Free File seems to succeed in its first week

January 25, 2003|By Eileen Ambrose | Eileen Ambrose,SUN STAFF

In its first week, the Internal Revenue Service's free electronic filing service has experienced heavy online traffic, making it the agency's most popular Web page.

Free File, a partnership between the IRS and 17 tax preparer companies, offers free tax preparation and electronic filing to those who meet certain criteria. About 18 percent of the 3.5 million visits to the IRS Web site in the past week were to the Free File section, according to an IRS official.

Under a three-year agreement, the companies are providing the free service in exchange for the IRS not offering a competing service, said Terry Lutes, director of electronic tax administration for the IRS. The companies also hope that some customers may someday become paying clients, he said.

More preparers may be added.

The system allows taxpayers to plug their financial information into a preparer's software program, which calculates their taxes and files the return.

Participating preparers are posted on the agency's Web site,, although not all the companies were available during the first week. Some "had issues in testing," and sometimes sites must be taken down to correct a problem, Lutes said.

"This is the kind of thing that occurs in the first couple of weeks of the filing season," he said. "It's part of having to release whole new software each year."

Each preparer sets its own criteria for eligibility. Altogether, at least 60 percent of all filers, or 78 million, would be eligible, including more than 1.6 million Marylanders.

Many preparers are targeting lower-income households for the free service. However, those with income of $100,0000 or more, age 50 or older, or age 20 and younger are eligible for free filing with at least one preparer.
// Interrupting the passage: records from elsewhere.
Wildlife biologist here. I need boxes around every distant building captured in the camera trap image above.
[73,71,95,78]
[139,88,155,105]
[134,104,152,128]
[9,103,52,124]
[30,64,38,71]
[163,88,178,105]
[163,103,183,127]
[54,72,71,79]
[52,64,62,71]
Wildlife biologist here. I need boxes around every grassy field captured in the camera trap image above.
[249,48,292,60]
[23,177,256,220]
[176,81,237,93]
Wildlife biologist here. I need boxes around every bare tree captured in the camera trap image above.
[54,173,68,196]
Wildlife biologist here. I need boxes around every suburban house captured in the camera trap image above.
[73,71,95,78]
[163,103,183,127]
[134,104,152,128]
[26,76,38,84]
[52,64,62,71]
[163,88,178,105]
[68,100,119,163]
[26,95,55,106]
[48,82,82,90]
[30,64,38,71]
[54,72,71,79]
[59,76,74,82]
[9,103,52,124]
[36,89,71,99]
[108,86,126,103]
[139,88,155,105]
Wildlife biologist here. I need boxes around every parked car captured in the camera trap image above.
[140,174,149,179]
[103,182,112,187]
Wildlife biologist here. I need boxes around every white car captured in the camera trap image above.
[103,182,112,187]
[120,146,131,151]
All taxpayers in Arizona, Georgia, Michigan, Wisconsin, New York and Illinois are also eligible for free filing.

H&R Block, for example, offers the free service for those with adjusted gross income of $28,000 or less, which based on 2001 tax filings, would be about half of returns filed, said a spokesman for the preparer, Tom Linafelt in Kansas City, Mo.
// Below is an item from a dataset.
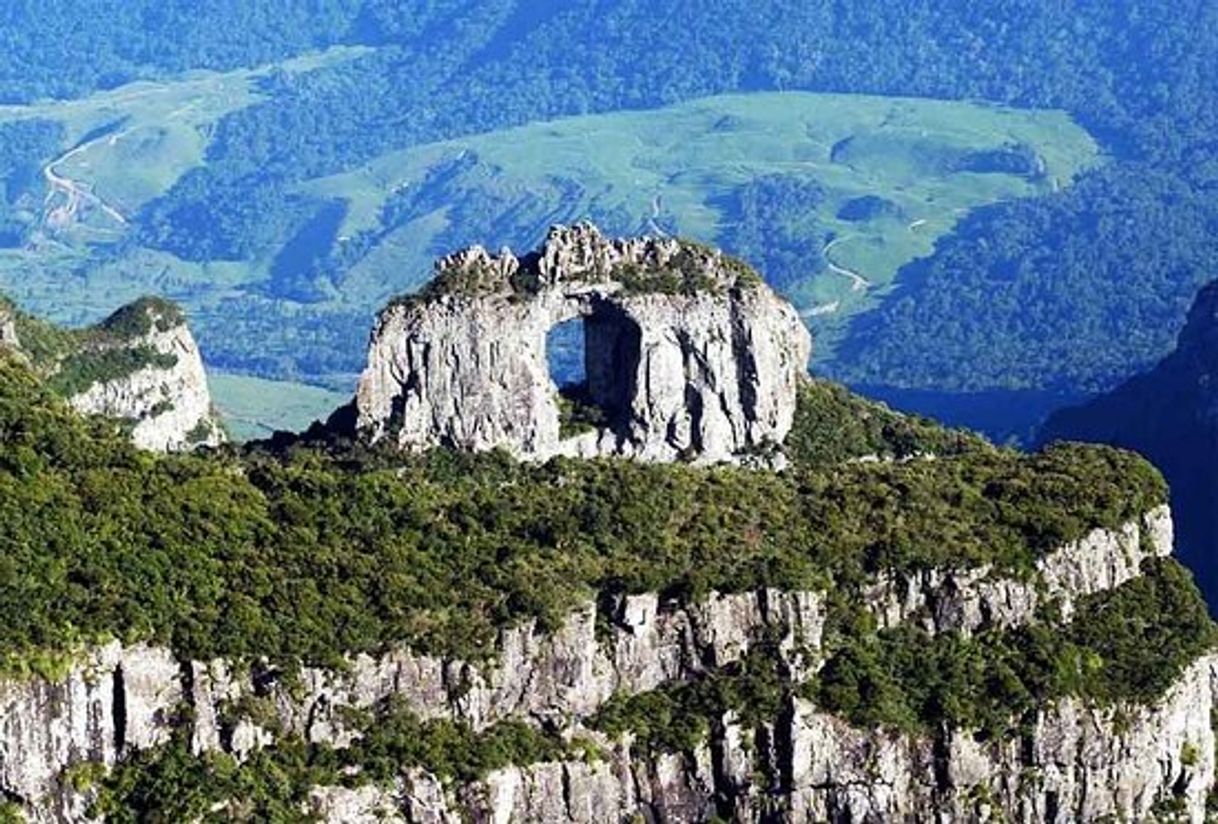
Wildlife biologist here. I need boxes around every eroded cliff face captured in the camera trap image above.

While not divulging the number of clients served, Linafelt said Free File has "exceeded our expectations." Taxpayers benefit, he said, plus "we are getting exposure to this group of taxpayers who otherwise would not come in contact with the H&R brand."

Lutes said the IRS saves more than $1 in direct processing costs for each return filed electronically.

Last year, the agency had "a couple hundred people" dealing with electronically filed returns. "We had tens of thousands of people to process the other 85 million. It's clearly a savings for us," Lutes said.

For taxpayers, the advantages of filing online include fewer errors, quicker refunds, and an acknowledgement within 48 hours that their return has been received, Lutes said.

The IRS started electronic filing in 1986 with 25,000 returns filed in three Midwestern cities. Last year, nearly 47 million out of 132 million returns were filed electronically.

The IRS expects 54 million returns to be filed online this year, about 40 percent of filers, Lutes said. The goal is to have 80 percent of taxpayers filing electronically by 2007.